The Board of Supervisors is slated Tuesday to consider imposing a series of regulations on where and how hemp growers can operate within unincorporated areas of Riverside County.
The proposed Industrial Hemp Cultivation & Manufacturing Ordinance, No. 348.4931, will be the subject of a public hearing toward the end of the board’s regular meeting.
The measure would supersede all prior regulations and establish controls on plot arrangements, including setbacks from public rights-of-way and schools, tied to both indoor and outdoor hemp grows, which are legal countywide but require registration and licensing through the county Office of the Agricultural Commissioner.

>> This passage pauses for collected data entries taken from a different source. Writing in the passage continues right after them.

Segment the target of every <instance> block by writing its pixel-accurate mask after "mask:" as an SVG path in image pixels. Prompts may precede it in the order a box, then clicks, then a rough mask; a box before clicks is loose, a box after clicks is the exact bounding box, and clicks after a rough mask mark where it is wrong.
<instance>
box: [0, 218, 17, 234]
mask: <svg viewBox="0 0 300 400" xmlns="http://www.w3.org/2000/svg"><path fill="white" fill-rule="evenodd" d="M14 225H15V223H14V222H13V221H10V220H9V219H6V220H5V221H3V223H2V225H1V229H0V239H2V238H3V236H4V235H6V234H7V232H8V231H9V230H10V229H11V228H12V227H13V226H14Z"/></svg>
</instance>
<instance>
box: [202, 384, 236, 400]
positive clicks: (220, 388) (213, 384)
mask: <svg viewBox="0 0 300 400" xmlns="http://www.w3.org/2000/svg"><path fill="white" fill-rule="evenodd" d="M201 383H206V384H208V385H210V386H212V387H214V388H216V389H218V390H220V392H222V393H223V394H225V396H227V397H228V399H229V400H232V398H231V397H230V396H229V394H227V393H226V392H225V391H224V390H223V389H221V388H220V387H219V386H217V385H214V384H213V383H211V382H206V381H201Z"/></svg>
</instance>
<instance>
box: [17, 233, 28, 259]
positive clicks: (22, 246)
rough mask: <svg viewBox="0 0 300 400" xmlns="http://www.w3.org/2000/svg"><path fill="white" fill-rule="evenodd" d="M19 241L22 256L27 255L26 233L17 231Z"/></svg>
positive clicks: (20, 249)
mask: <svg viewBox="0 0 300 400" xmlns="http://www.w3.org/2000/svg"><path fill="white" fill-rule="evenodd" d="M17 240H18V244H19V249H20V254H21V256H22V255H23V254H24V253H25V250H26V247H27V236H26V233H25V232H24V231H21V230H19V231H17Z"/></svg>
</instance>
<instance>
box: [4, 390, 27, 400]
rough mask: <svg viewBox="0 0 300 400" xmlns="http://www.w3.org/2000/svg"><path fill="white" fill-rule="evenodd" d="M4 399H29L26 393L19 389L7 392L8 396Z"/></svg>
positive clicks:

A total of three hearings were conducted by the county Planning Commission prior to the proposed ordinance being submitted to the board, which in June 2019 ended all remaining prohibitions on hemp farming in unincorporated communities.
The main difference between hemp and unadulterated marijuana is the tetrahydrocannabinol — or THC — content. Hemp leaves have about three-tenths of 1% of the compounds contained in cannabis leaves, according to the Office of County Counsel.
Advocates of hemp production and research say its properties have proven benefits in treating some skin and heart disorders. It’s also used in clothing and other commercial applications.
Unlike cannabis, hemp is not federally designated as a controlled substance, and production is permitted on Native American lands, under the supervision of the U.S. Department of Agriculture. The Santa Rosa Band of Cahuilla Indians began permitting hemp grows in the area of Mountain Center in January.
Countywide, there are 110 registered growers, as well as 13 licensed seed breeders, according to the Transportation & Land Management Agency.
The proposed ordinance recognizes that hemp cultivation is heavy on water usage, and for that reason, the measure would specifically prohibit all grows in the Santa Margarita River Watershed, which encompasses all unincorporated space around Temecula and Winchester, along with the communities of Aguanga, Anza and Sage.
“The Santa Margarita River Watershed has a heightened sensitivity related to water usage and water quality, resulting in a greater need to ensure that large-scale ground water extraction is better managed,” according to a TLMA statement posted to the board’s agenda.
Other requirements under the proposed ordinance include:
— indoor and outdoor hemp cultivation must be a minimum of 1,000 feet from all schools, daycare centers, public parks and youth centers;
— indoor hemp grows must be inside fully enclosed spaces and must be a minimum of 25 feet from the nearest adjoining residential or commercial plot line;
— in specifically zoned areas, covering most of the county, outdoor hemp cultivation must be set back 100 feet from an adjoining plot boundary, though a few locations only require a 25-foot setback;
— all indoor cultivation sites must rely on 20% renewable energy for production;
— all indoor and outdoor sites must have water conservation and recapturing mechanisms in place to “minimize use of water where feasible”;
— all sites must receive prior scrutiny by their local water agency to show that they do not pose a risk of excess or wasteful water consumption; and
— all sites must install lighting systems that do not disturb neighbors, or use methods that shield neighboring properties from “light trespass.”
The ordinance further proposes limitations on hours of operation to reduce noise, and hemp production would not be permitted to be co-located with cannabis grows. However, to date, the board has not authorized a single commercial marijuana farm in an unincorporated area.
The total cost of implementing the ordinance in the current fiscal year will be about $10,000, according to TLMA.